Figure 2. The structure of deep neural network (DNN). Neurons are represented by circles. The colored circles indicate the activated neurons while the circles without color are inactivated neurons. In addition, the arrows represent heavy-weight transmissions between neurons, and the dashed arrows mean the invalid neuronal connections.
HN Classifier
The HNs (Srivastava et al., 2015) allows unimpeded information flow across several layers on information highways. The architecture is characterized by the use of gating units learning to regulate the flow of information through a network. HNs increases the possibility of studying extremely deep and efficient architectures for that it can be trained hundreds of layers directly with a variety of activation functions.
RNN Classifier
RNNs (Williams and Zipser, 1989) dedicates to process sequence data as it delivers state-of-the-art results in cursive handwriting and speech recognition. Its recent application in protein intrinsic disorder prediction demonstrated its significant ability to capture non-local interactions in protein sequences (Hanson et al., 2017). RNN processes an input sequence one element at a time, maintaining in its hidden units as a “state vector” that implicitly contains information about the history of all the past elements of the sequence. However, the training process becomes problematic for the backpropagated gradients either grow or shrink at each time step. After a batch of time steps they typically exploded or vanished (Hochreiter, 1991; Bengio et al., 2002). To solve the problem, a strategy was developed to augment the networks with an explicit memory-the long short-term memory (LSTM) networks. LSTM networks define special hidden units to remember the inputs for a long time (Hochreiter and Schmidhuber, 1997). A special unit called the memory cell acts like an accumulator or a gated leaky neuron. The cell has a connection to itself, so it copies its own real-valued state and it also accumulates the external signal at the same time. This self-connection mechanism decides whether to clear the content of the memory according to the other units states. LSTM networks have subsequently proved to be more effective than conventional RNNs, especially in several layers for each time step (Graves et al., 2013).
CNN Classifier
The CNNs (Krizhevsky et al., 2012) is a kind of multi-layer neural networks designed to process data fed in the form of multiple arrays. CNNs can exploit the property of many compositional hierarchies natural signals, owing to its ability of extracting higher-level features from lower-level ones. The architecture of typical CNN consists of three types of layers, which are convolutional, pooling, and fully-connected layers. Units in a convolutional layer are organized in feature maps. Each unit is connected to local patches of feature maps as well as previous layer through a set of weights called filter bank. After the process of convolutional layer, the new feature maps are obtained by applying a non-linear activation function, such as ReLU. The pooling layer is utilized to create an invariance filter to get small shifts and distortions by reducing the dimension of the feature maps. Each feature map of a pooling layer is connected to its preceding corresponding convolutional layers. The pooling layer computes the maximum of local patch of units in each feature map. And then the convolution and pooling layers are stacked by one or more fully-connected layers aiming to perform high-level reasoning feature generation (Hinton et al., 2012; Zeiler and Fergus, 2014).
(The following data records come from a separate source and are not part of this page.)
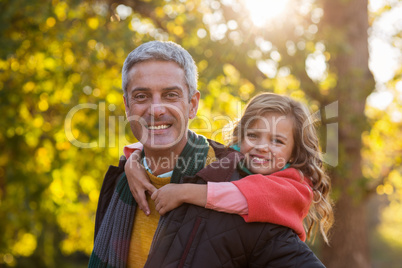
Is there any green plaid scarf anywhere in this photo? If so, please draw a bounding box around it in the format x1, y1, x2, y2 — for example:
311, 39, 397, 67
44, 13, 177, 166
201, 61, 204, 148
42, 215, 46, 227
88, 131, 210, 268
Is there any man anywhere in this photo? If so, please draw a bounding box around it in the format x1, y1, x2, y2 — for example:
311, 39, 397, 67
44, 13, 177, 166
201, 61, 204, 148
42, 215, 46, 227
89, 41, 325, 268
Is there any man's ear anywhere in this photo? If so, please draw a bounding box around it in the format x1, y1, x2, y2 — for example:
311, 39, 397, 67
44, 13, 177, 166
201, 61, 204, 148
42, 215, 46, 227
189, 91, 200, 119
123, 95, 129, 118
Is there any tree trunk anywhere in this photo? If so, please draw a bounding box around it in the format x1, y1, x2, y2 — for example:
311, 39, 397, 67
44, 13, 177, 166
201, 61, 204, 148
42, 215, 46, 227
320, 0, 375, 267
321, 177, 371, 267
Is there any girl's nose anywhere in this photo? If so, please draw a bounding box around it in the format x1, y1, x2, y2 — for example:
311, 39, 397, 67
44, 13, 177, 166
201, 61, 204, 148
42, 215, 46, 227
256, 143, 270, 152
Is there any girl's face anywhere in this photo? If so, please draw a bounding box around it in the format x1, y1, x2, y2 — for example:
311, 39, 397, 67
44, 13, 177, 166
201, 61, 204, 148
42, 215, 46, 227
240, 112, 295, 175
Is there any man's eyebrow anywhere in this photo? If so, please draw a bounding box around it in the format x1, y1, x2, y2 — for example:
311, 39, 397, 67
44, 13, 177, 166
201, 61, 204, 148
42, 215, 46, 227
162, 86, 184, 92
130, 87, 150, 94
129, 86, 185, 94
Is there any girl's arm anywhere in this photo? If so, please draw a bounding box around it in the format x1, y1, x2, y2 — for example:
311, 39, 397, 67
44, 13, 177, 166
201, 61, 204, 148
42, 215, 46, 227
152, 170, 311, 224
205, 182, 248, 214
151, 182, 248, 215
151, 184, 208, 215
151, 181, 249, 216
124, 143, 157, 215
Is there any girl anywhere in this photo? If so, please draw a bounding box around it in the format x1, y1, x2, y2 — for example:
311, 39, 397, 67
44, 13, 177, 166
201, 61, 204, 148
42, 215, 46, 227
125, 93, 333, 243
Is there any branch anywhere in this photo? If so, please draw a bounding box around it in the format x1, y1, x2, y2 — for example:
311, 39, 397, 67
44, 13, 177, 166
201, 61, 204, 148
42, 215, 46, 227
104, 0, 167, 31
298, 66, 329, 104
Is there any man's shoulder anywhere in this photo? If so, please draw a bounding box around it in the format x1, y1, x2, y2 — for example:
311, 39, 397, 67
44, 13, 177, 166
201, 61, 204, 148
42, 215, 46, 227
191, 140, 243, 183
106, 156, 126, 175
101, 156, 126, 190
206, 139, 234, 159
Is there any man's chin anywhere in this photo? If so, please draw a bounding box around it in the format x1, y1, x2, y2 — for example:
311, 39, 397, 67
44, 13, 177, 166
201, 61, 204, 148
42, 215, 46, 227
143, 139, 182, 150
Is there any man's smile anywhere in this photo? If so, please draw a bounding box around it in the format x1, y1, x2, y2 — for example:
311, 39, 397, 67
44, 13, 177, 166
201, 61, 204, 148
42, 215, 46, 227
147, 124, 171, 130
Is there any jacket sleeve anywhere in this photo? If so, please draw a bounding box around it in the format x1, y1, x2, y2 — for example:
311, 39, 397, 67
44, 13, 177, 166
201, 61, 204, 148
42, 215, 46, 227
232, 168, 312, 241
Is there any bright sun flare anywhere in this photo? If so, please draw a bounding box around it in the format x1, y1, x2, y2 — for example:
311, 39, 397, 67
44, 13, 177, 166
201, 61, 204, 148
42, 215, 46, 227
244, 0, 289, 26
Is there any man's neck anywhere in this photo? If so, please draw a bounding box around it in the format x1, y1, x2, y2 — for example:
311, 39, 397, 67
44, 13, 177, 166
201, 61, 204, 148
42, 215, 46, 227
143, 140, 187, 176
143, 152, 176, 176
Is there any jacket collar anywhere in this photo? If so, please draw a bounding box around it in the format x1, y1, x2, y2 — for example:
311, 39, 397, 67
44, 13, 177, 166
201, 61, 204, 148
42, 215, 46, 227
195, 140, 244, 182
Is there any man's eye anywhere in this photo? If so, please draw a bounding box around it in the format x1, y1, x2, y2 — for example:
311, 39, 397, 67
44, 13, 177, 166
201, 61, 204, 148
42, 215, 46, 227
166, 93, 179, 99
134, 94, 147, 100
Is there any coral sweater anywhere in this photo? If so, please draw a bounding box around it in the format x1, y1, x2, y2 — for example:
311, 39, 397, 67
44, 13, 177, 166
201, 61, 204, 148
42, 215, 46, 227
206, 169, 312, 241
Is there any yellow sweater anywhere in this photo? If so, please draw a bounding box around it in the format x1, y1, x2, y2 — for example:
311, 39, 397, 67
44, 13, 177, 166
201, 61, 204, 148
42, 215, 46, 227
127, 146, 216, 268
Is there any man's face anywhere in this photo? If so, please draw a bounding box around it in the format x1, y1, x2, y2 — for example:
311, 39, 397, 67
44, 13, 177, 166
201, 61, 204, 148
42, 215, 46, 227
124, 60, 199, 154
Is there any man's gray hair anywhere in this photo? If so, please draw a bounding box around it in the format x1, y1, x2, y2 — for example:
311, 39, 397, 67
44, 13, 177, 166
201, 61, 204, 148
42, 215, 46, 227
122, 41, 198, 101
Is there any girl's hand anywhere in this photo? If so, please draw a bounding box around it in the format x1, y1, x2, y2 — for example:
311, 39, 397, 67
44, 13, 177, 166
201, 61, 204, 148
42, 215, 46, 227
125, 150, 157, 215
151, 184, 185, 216
151, 184, 208, 215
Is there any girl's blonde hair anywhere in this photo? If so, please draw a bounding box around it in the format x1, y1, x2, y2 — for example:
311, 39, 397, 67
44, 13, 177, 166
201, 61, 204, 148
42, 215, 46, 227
227, 93, 334, 244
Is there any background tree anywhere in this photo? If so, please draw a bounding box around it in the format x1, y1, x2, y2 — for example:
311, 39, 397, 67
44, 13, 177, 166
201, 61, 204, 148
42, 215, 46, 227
318, 1, 374, 266
1, 0, 401, 267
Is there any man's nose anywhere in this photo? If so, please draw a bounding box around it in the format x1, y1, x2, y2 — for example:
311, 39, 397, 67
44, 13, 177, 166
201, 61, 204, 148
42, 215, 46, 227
149, 99, 167, 118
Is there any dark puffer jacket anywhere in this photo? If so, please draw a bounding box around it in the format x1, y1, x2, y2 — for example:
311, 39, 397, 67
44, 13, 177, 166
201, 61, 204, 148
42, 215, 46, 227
94, 141, 325, 268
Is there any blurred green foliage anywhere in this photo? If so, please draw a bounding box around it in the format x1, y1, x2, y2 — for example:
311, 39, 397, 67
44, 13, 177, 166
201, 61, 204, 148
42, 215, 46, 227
0, 0, 401, 267
0, 0, 141, 266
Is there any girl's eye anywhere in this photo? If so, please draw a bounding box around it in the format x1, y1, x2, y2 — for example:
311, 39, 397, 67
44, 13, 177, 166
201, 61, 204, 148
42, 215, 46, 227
247, 133, 257, 138
273, 138, 284, 144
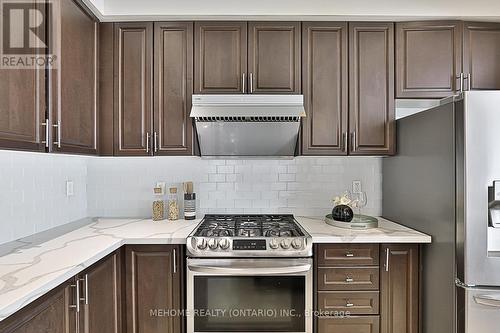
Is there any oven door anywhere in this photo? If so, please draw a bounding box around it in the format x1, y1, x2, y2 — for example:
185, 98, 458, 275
187, 258, 313, 333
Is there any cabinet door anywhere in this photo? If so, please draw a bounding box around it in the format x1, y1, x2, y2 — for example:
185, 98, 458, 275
349, 22, 395, 155
463, 22, 500, 90
125, 245, 183, 333
396, 21, 462, 98
0, 284, 68, 333
194, 22, 247, 94
248, 22, 301, 94
380, 244, 419, 333
114, 22, 153, 156
318, 316, 380, 333
154, 22, 193, 155
80, 252, 121, 333
0, 67, 46, 152
301, 22, 348, 155
52, 0, 98, 154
The Implementations of Machine Learning Methods
For deep learning methods, the MinMaxScaler was utilized to transform features, by which each feature was scaled into a given range between zero and one. The nodes in the network used both rectified linear units (ReLUs) and tanh functions as activation functions. The dropout algorithm (Hinton et al., 2012; Dahl et al., 2014) and L2 regularization were used to prevent overfitting. The model was trained using Adam (Adaptive Moment Estimation) optimizer (Tieleman and Hinton, 2012). Xaiver initialization was applied to initialize the parameters (Glorot and Bengio, 2010; He et al., 2015). Grid search method was employed to search the best hyperparameters. It should be noted that CNN model was built based on fingerprint features but not the descriptors, for the reason that CNN could only process highly correlated local regions of input sequences (Lecun et al., 2015). The other models were constructed based on both fingerprints and descriptors. All Deep Learning methods were implemented in Deep Learning framework of Tensorflow (version 1.5.0). All deep learning methods had 3 layers and with dropout rate of 0.1. The loss function was cross entropy. The other hyperparameters of the deep learning methods are listed in Table 2. The RF and SVM proceeded in Python scikit-learn (version 0.19.0) (Pedregosa et al., 2011). There were 80 trees in RF models. For SVM models, the kernel function was set as polynomial with gamma 0.1.
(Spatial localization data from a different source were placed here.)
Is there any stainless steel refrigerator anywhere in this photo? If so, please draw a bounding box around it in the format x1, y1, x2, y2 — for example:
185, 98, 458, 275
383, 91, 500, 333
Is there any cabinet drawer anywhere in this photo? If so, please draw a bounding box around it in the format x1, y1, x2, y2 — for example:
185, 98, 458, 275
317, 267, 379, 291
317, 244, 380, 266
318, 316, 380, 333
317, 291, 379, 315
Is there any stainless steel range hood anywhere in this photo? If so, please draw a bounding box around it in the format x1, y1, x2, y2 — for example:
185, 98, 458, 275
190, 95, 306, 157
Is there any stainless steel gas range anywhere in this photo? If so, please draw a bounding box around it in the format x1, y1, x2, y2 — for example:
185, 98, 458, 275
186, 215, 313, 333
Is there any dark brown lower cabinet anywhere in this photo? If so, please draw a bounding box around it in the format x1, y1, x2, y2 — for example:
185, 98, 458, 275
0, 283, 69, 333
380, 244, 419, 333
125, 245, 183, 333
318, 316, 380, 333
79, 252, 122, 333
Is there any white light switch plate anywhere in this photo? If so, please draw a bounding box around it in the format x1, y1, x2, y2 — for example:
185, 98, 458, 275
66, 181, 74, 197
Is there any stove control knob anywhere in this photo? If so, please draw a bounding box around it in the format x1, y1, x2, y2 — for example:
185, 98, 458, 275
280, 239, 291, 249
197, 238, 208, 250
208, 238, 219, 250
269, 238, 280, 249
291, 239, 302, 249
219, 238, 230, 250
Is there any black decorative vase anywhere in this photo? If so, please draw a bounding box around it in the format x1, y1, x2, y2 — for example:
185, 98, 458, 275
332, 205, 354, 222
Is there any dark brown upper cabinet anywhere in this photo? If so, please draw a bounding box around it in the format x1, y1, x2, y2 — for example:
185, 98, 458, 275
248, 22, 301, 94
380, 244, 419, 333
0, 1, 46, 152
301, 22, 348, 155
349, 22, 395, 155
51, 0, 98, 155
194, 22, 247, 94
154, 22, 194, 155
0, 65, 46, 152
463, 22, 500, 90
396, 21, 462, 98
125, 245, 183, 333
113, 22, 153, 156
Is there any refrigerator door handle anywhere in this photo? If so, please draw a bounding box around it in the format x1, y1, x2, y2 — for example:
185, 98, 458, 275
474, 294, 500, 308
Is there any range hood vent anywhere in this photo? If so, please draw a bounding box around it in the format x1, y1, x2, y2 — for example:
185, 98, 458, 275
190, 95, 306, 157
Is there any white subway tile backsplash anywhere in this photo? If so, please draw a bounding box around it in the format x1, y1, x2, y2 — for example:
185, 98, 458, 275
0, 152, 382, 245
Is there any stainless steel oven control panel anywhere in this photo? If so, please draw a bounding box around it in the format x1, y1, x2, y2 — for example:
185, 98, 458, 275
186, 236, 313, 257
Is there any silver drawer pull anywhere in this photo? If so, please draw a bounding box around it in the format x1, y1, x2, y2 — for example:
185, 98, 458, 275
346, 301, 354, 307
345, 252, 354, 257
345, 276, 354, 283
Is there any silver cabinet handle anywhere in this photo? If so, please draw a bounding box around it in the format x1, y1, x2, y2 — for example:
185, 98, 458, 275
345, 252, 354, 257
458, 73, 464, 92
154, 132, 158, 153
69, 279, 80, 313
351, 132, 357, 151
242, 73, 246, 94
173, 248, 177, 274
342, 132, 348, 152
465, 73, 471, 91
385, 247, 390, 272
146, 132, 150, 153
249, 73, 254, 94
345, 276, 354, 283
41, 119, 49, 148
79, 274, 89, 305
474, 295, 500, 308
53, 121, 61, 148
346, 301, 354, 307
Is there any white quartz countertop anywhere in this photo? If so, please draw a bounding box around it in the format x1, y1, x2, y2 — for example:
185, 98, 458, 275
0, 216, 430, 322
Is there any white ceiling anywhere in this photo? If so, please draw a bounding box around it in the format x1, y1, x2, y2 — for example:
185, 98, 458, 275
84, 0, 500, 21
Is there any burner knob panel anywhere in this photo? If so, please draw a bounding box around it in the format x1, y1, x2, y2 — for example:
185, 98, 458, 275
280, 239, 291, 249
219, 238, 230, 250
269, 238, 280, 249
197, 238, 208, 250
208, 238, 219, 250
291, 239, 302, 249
The Evaluation of Model Performance
The performance of generated models was evaluated by several statistic metrics, such as sensitivity (SE), specificity (SP), accuracy (ACC), Matthews correlation coefficient (MCC) (Fang et al., 2013), F1-score, and Precision. The formulas are shown as below:
Where TP, TN, FP, and FN refer to the numbers of true positives, true negatives, false positives, and false negatives, respectively. All these various validation requirements have been suggested to evaluate the model performance. The Receiver Operating Characteristic (ROC) curve and the area under ROC curve (ROC-AUC) were also calculated to evaluate the predictive ability of built model.
Results and Discussion
Performance Evaluation of Descriptors-Based Classification Models
In this study, firstly, we employed various algorithms to build classification models based on molecular descriptors. The statistical evaluation of these models on the training set, test set and validation set are summarized in Table 3. For clarity, we have grouped all the metrics by training, test and validation sets and presented them as radar plots. A perfect score on all metrics would be represented by a circle the size of the complete plot. The shape of the plots can also be indicative of the quality of the models. The larger the circle is, the better the model is. The radar plots of ARE toxicity model based on the structural descriptors are shown in Figure 3.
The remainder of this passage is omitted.